Jules Sandeau

Sacs et parchemins

France   1851

Genre de texte
roman

Contexte
Le rêve se situe au chapitre xv du livre qui en compte xxi.

Au lendemain de la Révolution, l’hôtel de M. Levrault, un bourgeois, est touché par l’abolition des titres et de la pairie. Il héberge Solon, un ouvrier blessé, et ses amis dans son établissement. Solon confie à M. Levrault ne rester chez lui que par nécessité puisqu’il hait les gens riches comme lui. Ce même soir, M. Levrault fait un rêve.

Notes
Laure est la fille de M. Levrault, Gaston son gendre et la marquise la mère de son gendre. L’arbre de la liberté a été planté par les amis de Solon dans la cour de l’hôtel; il est orné de rubans, surmonté d’un drapeau tricolore et d’un bonnet rouge.

Texte témoin
Paris, M. Lévy, 1855, p. 48.




Le rêve d’un bourgeois

Le cauchemar de la Révolution

Une fois seul, il repassa dans sa mémoire toutes les impressions de la journée. Solon, qui devait le protéger, le sauver, l'effrayait de plus en plus par l'amertume de son langage. Un rêve affreux vint mettre le comble aux angoisses de M Levrault.
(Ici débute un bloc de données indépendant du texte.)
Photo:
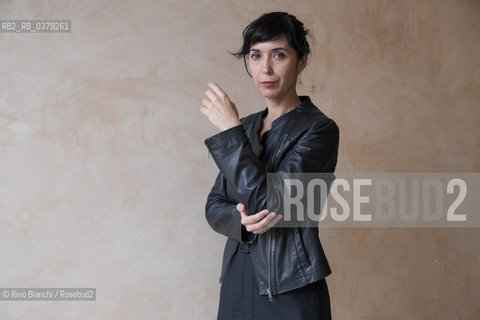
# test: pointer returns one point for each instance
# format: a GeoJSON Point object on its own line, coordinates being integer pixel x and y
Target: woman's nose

Une bande furieuse envahissait l’hôtel, la torche à la main, et Solon, au lieu de repousser les assaillants, les guidait lui-même à travers les appartements, les animait au pillage, prenait sa part du butin, et mettait le feu aux quatre coins de la maison. Laure et la marquise, échevelées, franchissaient les escaliers en flamme; Gaston les précédait, armé jusqu’aux dents. Tout à coup l’arbre de la liberté planté au milieu de la cour se transformait en un gibet de proportions gigantesques; le drapeau qui le couronnait se détachait et laissait voir Solon armé d’une corde. Déjà la marquise, Laure et Gaston étaient lancés dans l’éternité, et les pillards dansaient autour de la potence comme une ronde de cannibales. Le tour de M Levrault était venu. Solon lui passait au cou le noeud coulant. À ce moment suprême, M Levrault se réveilla en sursaut, baigné d’une sueur glacée.